Durante décadas, o estepe foi um item indispensável em qualquer automóvel. Bastava abrir o porta-malas para encontrar o pneu reserva, o macaco e a chave de roda, prontos para uma eventual emergência. Hoje, porém, essa realidade está mudando.
 
Cada vez mais montadoras estão eliminando o estepe convencional de seus veículos, substituindo-o por kits de reparo ou pneus do tipo run-flat. A mudança já é comum em modelos elétricos, híbridos, SUVs e começa a chegar também aos veículos de segmentos mais acessíveis.
 
Mais eficiência e menos peso
 
Ao contrário do que muitos imaginam, a retirada do estepe não acontece apenas para reduzir custos.
 
Um conjunto formado por pneu, roda, macaco e ferramentas pode adicionar entre 15 e 25 quilos ao veículo.
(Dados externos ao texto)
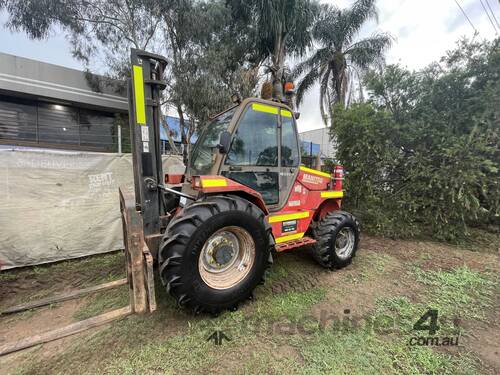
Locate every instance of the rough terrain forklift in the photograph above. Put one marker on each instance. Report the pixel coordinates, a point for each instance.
(245, 194)
(212, 229)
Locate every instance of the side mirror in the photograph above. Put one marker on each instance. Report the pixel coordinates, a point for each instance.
(224, 142)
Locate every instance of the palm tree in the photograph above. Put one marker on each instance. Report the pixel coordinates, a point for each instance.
(278, 28)
(340, 57)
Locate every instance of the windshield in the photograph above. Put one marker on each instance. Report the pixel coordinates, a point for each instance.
(205, 149)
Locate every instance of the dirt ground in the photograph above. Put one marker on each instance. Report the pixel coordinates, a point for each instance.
(304, 319)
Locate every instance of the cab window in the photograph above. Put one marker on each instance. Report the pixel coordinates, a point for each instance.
(289, 145)
(256, 139)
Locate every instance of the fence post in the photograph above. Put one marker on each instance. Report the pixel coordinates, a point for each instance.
(119, 139)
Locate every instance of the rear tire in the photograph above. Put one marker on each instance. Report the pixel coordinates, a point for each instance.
(214, 253)
(337, 236)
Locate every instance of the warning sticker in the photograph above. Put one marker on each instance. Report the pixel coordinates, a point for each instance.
(145, 133)
(289, 226)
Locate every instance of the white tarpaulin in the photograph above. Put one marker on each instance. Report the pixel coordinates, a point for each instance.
(57, 205)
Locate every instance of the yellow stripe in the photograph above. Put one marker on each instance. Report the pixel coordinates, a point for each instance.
(294, 216)
(314, 171)
(140, 108)
(332, 194)
(290, 237)
(213, 182)
(264, 108)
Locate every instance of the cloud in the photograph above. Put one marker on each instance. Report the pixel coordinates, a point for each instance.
(424, 31)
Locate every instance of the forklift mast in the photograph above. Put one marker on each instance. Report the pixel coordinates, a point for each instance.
(144, 88)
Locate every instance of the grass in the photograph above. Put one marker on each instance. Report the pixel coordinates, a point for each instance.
(361, 352)
(102, 302)
(172, 341)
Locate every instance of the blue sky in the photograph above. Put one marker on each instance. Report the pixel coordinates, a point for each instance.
(423, 29)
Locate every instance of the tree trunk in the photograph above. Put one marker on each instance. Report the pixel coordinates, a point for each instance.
(182, 129)
(278, 61)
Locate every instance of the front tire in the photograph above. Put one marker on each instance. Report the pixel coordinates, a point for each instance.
(337, 236)
(214, 253)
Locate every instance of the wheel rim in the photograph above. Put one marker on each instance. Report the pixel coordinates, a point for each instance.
(344, 242)
(226, 257)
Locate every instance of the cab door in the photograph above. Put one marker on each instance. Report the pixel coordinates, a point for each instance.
(289, 154)
(253, 158)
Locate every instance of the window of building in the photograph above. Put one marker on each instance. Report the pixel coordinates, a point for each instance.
(17, 120)
(97, 130)
(49, 124)
(58, 124)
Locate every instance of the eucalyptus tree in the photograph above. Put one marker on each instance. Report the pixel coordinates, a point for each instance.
(279, 28)
(340, 56)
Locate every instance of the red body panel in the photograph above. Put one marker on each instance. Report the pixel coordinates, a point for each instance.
(310, 199)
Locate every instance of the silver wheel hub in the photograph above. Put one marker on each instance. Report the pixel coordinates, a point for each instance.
(344, 242)
(226, 257)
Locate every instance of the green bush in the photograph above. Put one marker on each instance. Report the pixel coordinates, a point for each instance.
(423, 154)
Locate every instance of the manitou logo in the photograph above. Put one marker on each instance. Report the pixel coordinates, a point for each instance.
(312, 179)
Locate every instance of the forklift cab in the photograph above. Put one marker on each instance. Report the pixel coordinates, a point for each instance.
(263, 152)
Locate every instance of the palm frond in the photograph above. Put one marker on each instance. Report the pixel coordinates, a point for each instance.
(306, 83)
(321, 56)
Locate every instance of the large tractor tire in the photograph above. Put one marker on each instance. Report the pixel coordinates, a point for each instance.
(214, 253)
(337, 236)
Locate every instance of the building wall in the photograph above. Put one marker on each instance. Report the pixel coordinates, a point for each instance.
(46, 105)
(21, 76)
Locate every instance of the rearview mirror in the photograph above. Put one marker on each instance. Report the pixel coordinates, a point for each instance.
(224, 142)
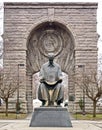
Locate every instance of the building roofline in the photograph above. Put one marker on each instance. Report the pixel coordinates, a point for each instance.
(51, 4)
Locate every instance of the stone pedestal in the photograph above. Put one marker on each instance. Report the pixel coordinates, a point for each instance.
(50, 117)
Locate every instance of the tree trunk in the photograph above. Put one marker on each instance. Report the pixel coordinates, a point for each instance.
(6, 112)
(94, 108)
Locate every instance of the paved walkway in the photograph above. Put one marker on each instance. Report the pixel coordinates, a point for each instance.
(24, 125)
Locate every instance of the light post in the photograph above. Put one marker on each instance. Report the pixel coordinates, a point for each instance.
(83, 111)
(18, 103)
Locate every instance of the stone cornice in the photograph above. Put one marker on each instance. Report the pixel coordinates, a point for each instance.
(84, 5)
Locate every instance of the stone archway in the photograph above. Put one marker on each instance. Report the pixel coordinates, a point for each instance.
(44, 38)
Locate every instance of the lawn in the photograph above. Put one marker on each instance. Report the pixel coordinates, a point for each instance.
(87, 117)
(13, 116)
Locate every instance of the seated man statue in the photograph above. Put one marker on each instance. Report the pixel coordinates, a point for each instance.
(50, 90)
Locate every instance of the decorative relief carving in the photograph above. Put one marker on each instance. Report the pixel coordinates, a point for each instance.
(50, 41)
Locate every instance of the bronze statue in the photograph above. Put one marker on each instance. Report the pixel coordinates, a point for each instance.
(50, 90)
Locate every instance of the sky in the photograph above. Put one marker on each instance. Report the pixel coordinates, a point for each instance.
(99, 15)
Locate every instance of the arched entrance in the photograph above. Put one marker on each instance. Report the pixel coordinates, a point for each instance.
(44, 38)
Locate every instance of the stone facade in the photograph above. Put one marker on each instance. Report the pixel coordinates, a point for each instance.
(27, 28)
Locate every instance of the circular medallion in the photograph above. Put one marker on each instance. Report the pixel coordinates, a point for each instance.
(50, 42)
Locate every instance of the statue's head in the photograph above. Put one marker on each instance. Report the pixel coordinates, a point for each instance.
(51, 57)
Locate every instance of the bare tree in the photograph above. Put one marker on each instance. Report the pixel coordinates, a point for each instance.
(8, 86)
(91, 84)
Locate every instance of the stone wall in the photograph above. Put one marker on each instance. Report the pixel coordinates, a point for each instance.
(21, 18)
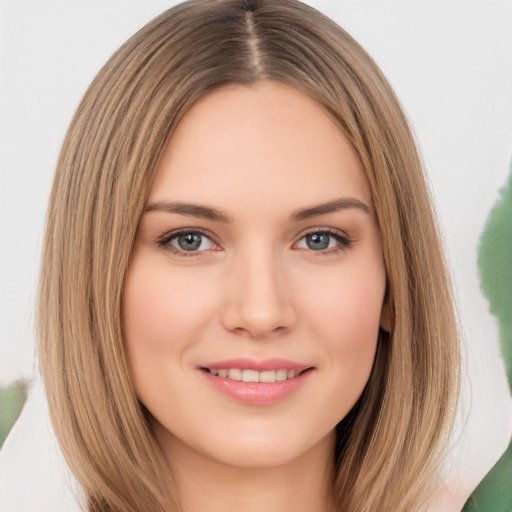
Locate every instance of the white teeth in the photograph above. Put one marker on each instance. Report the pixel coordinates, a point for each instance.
(250, 376)
(254, 375)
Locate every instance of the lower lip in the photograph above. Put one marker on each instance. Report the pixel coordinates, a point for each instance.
(257, 393)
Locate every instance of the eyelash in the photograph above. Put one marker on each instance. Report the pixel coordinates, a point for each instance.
(344, 242)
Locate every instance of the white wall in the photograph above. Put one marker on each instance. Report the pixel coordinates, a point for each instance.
(450, 62)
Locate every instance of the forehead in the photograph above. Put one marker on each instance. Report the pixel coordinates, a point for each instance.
(267, 142)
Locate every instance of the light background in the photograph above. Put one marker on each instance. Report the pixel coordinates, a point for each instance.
(450, 61)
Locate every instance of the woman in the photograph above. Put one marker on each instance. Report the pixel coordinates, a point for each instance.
(210, 105)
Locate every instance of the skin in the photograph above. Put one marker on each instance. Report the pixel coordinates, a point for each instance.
(256, 289)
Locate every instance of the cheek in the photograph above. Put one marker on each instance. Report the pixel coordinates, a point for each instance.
(163, 314)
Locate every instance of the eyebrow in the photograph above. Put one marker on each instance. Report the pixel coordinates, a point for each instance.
(209, 213)
(345, 203)
(195, 210)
Para as fabricantes, eliminar esse peso ajuda a reduzir o consumo de combustível, diminuir as emissões e aumentar a autonomia dos carros elétricos.
 
Além disso, os projetos atuais precisam acomodar baterias maiores, suspensões mais sofisticadas e diversos componentes eletrônicos, reduzindo o espaço disponível para um pneu reserva.
 
O que está substituindo o estepe?
 
A solução mais utilizada atualmente é o kit de reparo, composto por um compressor elétrico e um frasco de selante.
 
O equipamento consegue vedar pequenos furos na banda de rodagem do pneu e permitir que o motorista continue a viagem até uma borracharia.
 
 
Outra alternativa são os pneus run-flat, que possuem laterais reforçadas capazes de sustentar o peso do veículo mesmo sem pressão de ar, permitindo rodar por dezenas de quilômetros após um furo.
 
Algumas montadoras também apostam na assistência 24 horas, considerando que um serviço de guincho pode substituir o uso do estepe em situações de emergência.
 
Soluções têm limitações
 
Apesar das vantagens, as alternativas ao estepe apresentam restrições.
 
O kit de reparo funciona apenas em pequenos furos. Cortes na lateral do pneu, danos provocados por buracos ou rodas empenadas normalmente impedem sua utilização.
 
Já os pneus run-flat oferecem mais segurança, mas possuem custo elevado e ainda são encontrados com pouca facilidade em diversas regiões do Brasil.
 
Realidade brasileira ainda pesa
 
Embora essas soluções funcionem bem em países com infraestrutura consolidada, muitos especialistas apontam que a realidade brasileira é diferente.
 
Rodovias longas, pavimentação irregular, estradas de terra e cidades distantes dos grandes centros fazem com que muitos motoristas ainda prefiram contar com um estepe convencional, principalmente durante viagens.
 
Em casos de danos mais severos, depender exclusivamente de um kit de reparo ou de um guincho pode significar horas de espera.
 
É permitido vender carro sem estepe?
 
Sim.
 
A legislação brasileira permite que veículos sejam comercializados sem um estepe convencional, desde que o fabricante ofereça um sistema alternativo homologado, como kits de reparo ou pneus run-flat.
 
Ou seja, um carro pode sair da concessionária sem o tradicional pneu reserva e ainda estar totalmente dentro das normas vigentes.
 
Vale a pena comprar um estepe à parte?
 
Para quem viaja com frequência, muitos especialistas consideram uma boa alternativa adquirir um conjunto completo de roda e pneu compatível com o veículo.
 
No entanto, é importante utilizar exatamente as especificações recomendadas pela fabricante. Medidas incorretas podem comprometer a estabilidade, o funcionamento dos sistemas eletrônicos e até a segurança do automóvel.
 
Mesmo com a tendência mundial de eliminar o estepe, muitos motoristas brasileiros ainda consideram o pneu reserva um item indispensável. Enquanto a engenharia busca reduzir peso e aumentar eficiência, a realidade das estradas brasileiras continua fazendo do estepe uma importante garantia de tranquilidade para quem está ao volante.